Stickland announced his intention to kill the bills by telling the presiding officer, “I intend to speak for 10 minutes on this bill.”
Among the bills killed included two mental health bills for Texas school children, one of the six emergency items identified by the Governor for the session.
Rep. Senfronia Thompson (D-Houston), Chair of the House Public Health Committee, authored a bill proposing the creation of a mental health task force to study and evaluate existing mental health services for Texas’ 5.4 million students and provide recommendations.
The second bill aims to prevent suicides of minors by helping those with severe emotional problems whose parents fail to seek mental health care for them.

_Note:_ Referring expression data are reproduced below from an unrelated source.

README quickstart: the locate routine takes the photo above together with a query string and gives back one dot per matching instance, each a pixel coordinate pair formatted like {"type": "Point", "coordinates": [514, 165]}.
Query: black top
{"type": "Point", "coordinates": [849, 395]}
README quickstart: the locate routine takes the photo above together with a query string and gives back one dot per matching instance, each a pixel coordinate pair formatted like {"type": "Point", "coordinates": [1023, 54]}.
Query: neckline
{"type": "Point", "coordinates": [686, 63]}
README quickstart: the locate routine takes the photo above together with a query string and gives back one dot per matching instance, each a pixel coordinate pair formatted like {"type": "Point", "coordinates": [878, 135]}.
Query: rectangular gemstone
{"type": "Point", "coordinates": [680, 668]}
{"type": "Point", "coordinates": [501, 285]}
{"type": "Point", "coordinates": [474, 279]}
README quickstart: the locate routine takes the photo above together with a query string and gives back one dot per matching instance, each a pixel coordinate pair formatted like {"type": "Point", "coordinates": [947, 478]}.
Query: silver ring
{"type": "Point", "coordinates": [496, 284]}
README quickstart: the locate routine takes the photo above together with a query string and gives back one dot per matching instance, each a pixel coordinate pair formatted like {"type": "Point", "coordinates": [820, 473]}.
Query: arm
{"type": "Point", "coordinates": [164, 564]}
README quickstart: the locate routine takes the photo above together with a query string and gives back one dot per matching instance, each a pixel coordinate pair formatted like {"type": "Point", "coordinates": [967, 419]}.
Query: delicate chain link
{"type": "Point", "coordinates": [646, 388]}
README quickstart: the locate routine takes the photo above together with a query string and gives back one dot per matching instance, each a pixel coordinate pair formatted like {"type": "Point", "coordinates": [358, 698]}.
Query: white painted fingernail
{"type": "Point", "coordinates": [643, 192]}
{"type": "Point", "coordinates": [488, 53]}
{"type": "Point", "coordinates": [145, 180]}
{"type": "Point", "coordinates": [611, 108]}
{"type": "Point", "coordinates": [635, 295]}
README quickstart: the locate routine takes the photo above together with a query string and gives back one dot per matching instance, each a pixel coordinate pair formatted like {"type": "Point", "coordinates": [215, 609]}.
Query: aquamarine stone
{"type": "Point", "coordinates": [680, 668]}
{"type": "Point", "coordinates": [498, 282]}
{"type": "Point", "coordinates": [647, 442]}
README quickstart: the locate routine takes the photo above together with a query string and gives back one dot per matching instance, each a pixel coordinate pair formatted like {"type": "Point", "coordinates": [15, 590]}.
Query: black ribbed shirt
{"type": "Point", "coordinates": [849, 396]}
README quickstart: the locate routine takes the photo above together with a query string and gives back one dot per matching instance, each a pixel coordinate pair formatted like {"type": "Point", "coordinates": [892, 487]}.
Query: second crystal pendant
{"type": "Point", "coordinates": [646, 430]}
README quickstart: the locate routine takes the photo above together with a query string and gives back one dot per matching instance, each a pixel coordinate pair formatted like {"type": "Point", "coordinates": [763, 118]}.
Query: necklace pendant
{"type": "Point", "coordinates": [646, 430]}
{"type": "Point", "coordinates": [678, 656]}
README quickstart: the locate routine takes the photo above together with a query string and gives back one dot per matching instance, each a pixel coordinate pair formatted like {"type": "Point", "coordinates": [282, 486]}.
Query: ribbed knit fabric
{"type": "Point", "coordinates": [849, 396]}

Later, Stickland said he had problems with the bills, but did not articulate his objections on the House floor. Instead, he spoke slowly, read the bills out loud (s l o w l y…), and otherwise used ten minutes to remove the bills from consideration.
Stickland was repeatedly warned by Speaker Pro Tem Joe Moody (D-El Paso) to remain germane to the bill in question and to not read the bill in his speech as it was “dilatory.”
At one point, he even read out loud word-for-word a Texas Tribune article, which Rep. Briscoe Cain (R-Deer Park) handed to him saying “here’s a damn article for you to read” when Stickland was running out of things to say.
The bills were not read consecutively, and in between, Stickland hovered around the back mic, leading to some consternation among his colleagues when they were presenting their bills.
In a tweet prior to the House legislative session that day, he claimed he “had questions” but never once asked questions of the authors. When asked to yield for questions regarding his opposition to bills, Stickland refused. His bluster was not inconsequential.
Rep. Geanie Morrison (R-Victoria), chairwoman of the Local and Consent Calendars Committee and the author of one of the four bills killed by Stickland, told the Dallas News Stickland had given her a list of bills he objected to the day prior, however, it arrived after the calendars were already set. She also said her committee, which the bills return to, will have to decide whether to place them on the calendar again or send them to the general calendar, where they would go through the regular process of debate.
Stickland’s antics run contrary to his promise from prior to session to “try a little more honey than vinegar” and reminds us that sometimes you can’t teach an old dog new tricks.